The study for the DOT was done by Arace and Company Consulting, run by a former vice president of Empire State Development Corp., Edward L. Arace.
I caught up with Mr. Arace while he was out jogging or walking the other day, and he said he hadn’t seen the judge’s decision so could not comment but in any case he was not involved in the court action, which of course he was not. He, or a subordinate, just wrote and then respun a study for the DOT. Respun, is basically what the judge said — submitted a revised study with a new slant but no new facts.
“A second draft,” Arace told me.
The construction job we’re talking about is not small. It involves the reconfiguration of an exit on Route 17, and the contract awarded for it is to the tune of $72.3 million.
Lancaster had bid $67.8 million but was disqualified after the DOT added the union-only provision.
The disparity in bids of course rendered ridiculous the DOT’s claim that the union-only rule would save taxpayers money. Right on the face of it, it would cost $4.5 million more.
My understanding is that work has already begun and something like $5 million has already been paid to A. Servidone (which is a joint enterprise with B. Anthony Construction Corp., under the same ownership. One is union, the other non-union, so they can go either way, as the wind blows.)
Mark Galasso, head of Lancaster Development, tells me it’s not a huge problem as far as rebidding goes, since the early stages of work, like clearing the site, will be the same anyway. If the job gets rebid, a new contractor, if any, would simply pick up where the other left off.
Whether the DOT will put the job back out to bid or will appeal the decision, I don’t know. I couldn’t get a call back in response to my inquiry. Maybe they were all hunkered down with the leaders of the Building and Construction Trades Council, trying to figure out their next move, and were too busy to answer.

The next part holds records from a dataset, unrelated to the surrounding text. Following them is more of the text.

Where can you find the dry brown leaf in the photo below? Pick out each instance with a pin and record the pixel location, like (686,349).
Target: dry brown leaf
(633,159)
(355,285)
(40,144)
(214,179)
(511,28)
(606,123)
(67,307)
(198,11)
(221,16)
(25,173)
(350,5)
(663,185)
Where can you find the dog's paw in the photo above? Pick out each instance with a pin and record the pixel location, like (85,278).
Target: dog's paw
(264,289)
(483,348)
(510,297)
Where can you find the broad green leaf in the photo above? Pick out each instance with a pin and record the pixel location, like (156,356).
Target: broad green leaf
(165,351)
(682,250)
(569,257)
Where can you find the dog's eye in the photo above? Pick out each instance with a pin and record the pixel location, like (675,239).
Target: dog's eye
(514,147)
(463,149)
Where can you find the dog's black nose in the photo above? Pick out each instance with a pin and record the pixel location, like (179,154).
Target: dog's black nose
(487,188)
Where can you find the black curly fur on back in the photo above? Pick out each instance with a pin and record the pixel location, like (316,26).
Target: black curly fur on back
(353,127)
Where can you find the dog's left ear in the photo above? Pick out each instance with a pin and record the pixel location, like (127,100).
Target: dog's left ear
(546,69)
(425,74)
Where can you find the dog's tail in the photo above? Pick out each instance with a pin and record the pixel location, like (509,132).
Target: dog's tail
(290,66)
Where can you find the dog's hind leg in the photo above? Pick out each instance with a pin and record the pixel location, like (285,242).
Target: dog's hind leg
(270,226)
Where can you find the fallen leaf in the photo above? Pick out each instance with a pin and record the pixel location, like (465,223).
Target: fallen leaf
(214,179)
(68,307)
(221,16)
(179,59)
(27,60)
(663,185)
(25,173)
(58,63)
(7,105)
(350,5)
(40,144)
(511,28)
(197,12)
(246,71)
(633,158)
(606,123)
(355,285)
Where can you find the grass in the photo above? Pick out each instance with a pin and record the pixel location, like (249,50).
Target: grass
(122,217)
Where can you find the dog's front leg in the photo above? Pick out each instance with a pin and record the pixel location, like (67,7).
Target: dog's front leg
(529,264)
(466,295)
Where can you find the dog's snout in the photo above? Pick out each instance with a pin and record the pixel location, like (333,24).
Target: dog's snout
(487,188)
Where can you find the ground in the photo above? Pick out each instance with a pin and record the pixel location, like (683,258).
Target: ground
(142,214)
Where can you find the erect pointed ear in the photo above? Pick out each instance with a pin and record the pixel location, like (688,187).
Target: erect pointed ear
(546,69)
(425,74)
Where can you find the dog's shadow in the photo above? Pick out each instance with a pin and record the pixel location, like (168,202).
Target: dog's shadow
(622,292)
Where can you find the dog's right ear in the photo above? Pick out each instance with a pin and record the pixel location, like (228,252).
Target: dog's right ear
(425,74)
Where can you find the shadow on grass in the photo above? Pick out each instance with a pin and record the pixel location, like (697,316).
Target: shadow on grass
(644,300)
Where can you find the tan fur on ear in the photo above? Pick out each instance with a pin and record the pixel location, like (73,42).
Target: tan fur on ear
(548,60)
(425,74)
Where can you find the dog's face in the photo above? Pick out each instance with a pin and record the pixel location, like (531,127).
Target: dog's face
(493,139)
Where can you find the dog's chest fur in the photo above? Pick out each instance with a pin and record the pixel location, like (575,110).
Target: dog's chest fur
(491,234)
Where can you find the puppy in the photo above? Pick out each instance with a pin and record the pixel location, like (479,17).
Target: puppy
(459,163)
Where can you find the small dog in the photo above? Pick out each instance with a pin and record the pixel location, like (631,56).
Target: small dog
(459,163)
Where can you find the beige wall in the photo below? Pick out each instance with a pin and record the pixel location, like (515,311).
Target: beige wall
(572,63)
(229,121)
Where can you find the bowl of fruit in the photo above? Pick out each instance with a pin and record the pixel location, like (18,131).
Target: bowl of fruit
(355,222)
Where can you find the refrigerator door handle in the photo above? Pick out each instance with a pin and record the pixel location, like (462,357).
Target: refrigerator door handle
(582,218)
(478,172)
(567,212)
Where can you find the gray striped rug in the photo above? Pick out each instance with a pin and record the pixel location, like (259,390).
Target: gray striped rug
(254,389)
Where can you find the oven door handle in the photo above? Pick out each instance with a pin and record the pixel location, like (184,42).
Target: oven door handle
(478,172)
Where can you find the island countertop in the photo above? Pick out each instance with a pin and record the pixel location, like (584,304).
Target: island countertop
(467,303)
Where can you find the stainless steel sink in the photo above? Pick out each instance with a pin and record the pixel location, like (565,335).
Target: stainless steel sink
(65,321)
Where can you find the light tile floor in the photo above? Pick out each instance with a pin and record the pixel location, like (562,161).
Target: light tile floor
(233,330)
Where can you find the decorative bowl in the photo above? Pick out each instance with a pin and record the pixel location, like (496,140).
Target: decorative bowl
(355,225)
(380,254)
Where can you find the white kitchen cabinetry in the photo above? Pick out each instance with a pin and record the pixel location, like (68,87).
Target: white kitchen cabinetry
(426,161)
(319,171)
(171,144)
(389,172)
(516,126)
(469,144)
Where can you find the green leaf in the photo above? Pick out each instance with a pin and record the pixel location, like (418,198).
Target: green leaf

But anyway I am heartened that at least one branch of government has dared to blow the whistle on this “project labor agreement” scam. The idea of barring law-abiding, tax-paying workers from construction jobs because they are among the majority who do not belong to trade unions seems to me poisonous.
And it’s not done because anyone believes it’s good policy. It’s just because the trade unions have political clout, that’s all.
As regards the “rolling contracts” now enjoyed by some school superintendents as well as the head of public housing in Saratoga Springs, I should have made clear that the relevant board of directors has to pay the employee off for the remaining years on his contract only if it wants to get rid of him.
Of course, as a retired superintendent pointed out in a letter to the editor, it can decline to extend the contract if it doesn’t want him anymore and then keep him around for another two, three or four years. That is indeed a theoretical possibility.